Hilder Builder worked so hard her hair turned white from all the flour she was using. But worry was also turning Hilder’s hair white. They were almost out of money. If Tom didn’t finish the house soon and sell it quickly, they would have no money for food, and no money to pay the hotel bill, and certainly no money for Christmas presents.
Finally, Tom put the finishing touches on the house and the whole family went to look at it.
“Why, Tom,” said Mrs. Builder, “it’s utterly beautiful.”
“Yes, Daddy, said Gilder. “It looks scrumptious.”
“It looks very well built, Dad,” said Milder, who, when he grew up, wanted to be an engineer.
“Now we need to sell the house,” said Tom Builder. He went to a real estate agent and asked how he could quickly sell his house. The real estate agent told him to hold an open house, so people could come and see the house for themselves. And that’s what Tom did. He called the newspaper and told them he wanted to put an announcement in the paper.
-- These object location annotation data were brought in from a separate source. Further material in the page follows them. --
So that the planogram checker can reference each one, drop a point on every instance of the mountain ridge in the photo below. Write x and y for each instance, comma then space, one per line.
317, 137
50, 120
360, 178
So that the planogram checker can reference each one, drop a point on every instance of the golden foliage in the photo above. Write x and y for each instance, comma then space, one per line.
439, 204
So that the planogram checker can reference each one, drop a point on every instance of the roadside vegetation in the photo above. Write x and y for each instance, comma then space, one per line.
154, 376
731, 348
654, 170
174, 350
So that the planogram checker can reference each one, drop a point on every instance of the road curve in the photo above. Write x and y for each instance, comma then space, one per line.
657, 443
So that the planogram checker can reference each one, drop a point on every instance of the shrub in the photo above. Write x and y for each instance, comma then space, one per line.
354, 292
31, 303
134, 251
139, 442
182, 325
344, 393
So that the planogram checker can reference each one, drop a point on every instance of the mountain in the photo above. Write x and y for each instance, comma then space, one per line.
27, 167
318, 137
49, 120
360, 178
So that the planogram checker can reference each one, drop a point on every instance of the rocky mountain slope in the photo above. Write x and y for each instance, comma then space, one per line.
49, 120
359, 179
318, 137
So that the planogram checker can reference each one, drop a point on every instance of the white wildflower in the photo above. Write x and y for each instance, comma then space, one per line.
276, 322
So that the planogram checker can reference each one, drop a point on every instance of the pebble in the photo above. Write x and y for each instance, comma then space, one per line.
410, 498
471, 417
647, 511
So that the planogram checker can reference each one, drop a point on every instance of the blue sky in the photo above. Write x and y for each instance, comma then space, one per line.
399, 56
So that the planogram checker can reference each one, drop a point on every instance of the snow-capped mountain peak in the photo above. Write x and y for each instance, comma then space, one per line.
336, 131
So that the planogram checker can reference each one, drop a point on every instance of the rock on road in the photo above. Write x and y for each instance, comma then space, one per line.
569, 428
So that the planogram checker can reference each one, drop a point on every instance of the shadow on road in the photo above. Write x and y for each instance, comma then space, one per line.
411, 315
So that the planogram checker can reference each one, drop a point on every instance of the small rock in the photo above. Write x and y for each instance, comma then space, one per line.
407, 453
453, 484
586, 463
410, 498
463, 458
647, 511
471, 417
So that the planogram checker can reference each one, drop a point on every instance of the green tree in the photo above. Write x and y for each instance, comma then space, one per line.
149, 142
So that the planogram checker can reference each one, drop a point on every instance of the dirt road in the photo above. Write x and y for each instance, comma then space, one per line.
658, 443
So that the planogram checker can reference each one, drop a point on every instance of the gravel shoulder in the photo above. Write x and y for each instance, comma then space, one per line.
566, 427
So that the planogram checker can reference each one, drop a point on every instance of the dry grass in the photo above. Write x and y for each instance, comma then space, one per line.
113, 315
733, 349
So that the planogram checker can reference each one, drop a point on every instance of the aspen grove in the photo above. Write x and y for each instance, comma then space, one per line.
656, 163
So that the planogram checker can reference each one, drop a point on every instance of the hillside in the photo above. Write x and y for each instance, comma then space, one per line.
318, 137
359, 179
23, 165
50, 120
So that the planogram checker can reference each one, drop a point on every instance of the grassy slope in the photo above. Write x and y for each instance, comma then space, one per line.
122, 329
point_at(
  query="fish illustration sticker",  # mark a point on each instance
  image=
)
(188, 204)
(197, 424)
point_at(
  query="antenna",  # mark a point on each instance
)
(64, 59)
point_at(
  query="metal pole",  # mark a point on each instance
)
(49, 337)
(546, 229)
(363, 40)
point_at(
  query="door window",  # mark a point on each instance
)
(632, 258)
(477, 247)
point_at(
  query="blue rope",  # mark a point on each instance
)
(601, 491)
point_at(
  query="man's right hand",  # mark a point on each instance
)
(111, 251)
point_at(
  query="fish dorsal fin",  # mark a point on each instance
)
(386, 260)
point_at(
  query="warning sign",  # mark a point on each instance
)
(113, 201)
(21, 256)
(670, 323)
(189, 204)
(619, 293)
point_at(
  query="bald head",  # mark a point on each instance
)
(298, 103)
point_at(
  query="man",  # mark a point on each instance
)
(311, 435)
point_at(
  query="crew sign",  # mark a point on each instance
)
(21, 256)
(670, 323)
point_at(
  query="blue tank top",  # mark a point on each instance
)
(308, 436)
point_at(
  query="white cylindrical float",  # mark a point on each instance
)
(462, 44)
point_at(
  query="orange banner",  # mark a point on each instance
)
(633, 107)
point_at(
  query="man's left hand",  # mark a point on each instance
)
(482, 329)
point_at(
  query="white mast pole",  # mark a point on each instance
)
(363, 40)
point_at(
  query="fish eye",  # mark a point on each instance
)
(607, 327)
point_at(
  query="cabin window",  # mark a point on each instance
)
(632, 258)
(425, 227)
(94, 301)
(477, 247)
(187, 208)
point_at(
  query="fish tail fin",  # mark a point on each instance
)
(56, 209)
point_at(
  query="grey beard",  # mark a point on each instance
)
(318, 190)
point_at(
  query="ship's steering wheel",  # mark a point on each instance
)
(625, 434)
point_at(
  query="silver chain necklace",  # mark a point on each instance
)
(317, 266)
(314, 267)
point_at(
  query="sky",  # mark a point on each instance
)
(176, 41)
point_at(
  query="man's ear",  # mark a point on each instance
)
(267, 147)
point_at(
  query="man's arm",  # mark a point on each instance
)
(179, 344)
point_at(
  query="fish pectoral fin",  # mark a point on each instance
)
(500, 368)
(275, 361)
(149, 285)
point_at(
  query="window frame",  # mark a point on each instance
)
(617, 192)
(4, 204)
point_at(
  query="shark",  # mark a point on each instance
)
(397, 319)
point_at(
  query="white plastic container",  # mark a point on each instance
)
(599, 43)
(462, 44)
“And what are you announcing?” asked the copy boy who answered the phone.
“I’m selling a candy and cake house and inviting the good citizens of Eltopia to come and see it,” said Tom.
The copy boy, Fant Neumen, got some additional details from Tom and told him the ad would run in Friday’s paper. He was in a hurry so he wrote the ad himself and skipped sending it to the ad editor. It went in the press just the way he wrote it and ran in the Friday morning edition.
Candy and cake at Tom Builder’s house on First Street, open to all, the ad said.

The open house was held  that Saturday and so many cars, and vans, and even buses were driving up that people had to park around the block. Loads of people piled out of the vehicles and ran up to the house, where Tom and his family stood proudly on the peppermint porch to welcome the people and show them around.
“May I show you the house?” asked Tom to a portly man and his portly wife.
“Oh, that’s all right. We can take care of ourselves,” said the man, and he and his wife waddled right in.
Soon the house was full of people wandering here and there, opening doors, and closets, and even the pantry and refrigerator, and looking through everything.
“May I help you find something?” Tom asked a group of children, who were searching under the lemon meringue bed.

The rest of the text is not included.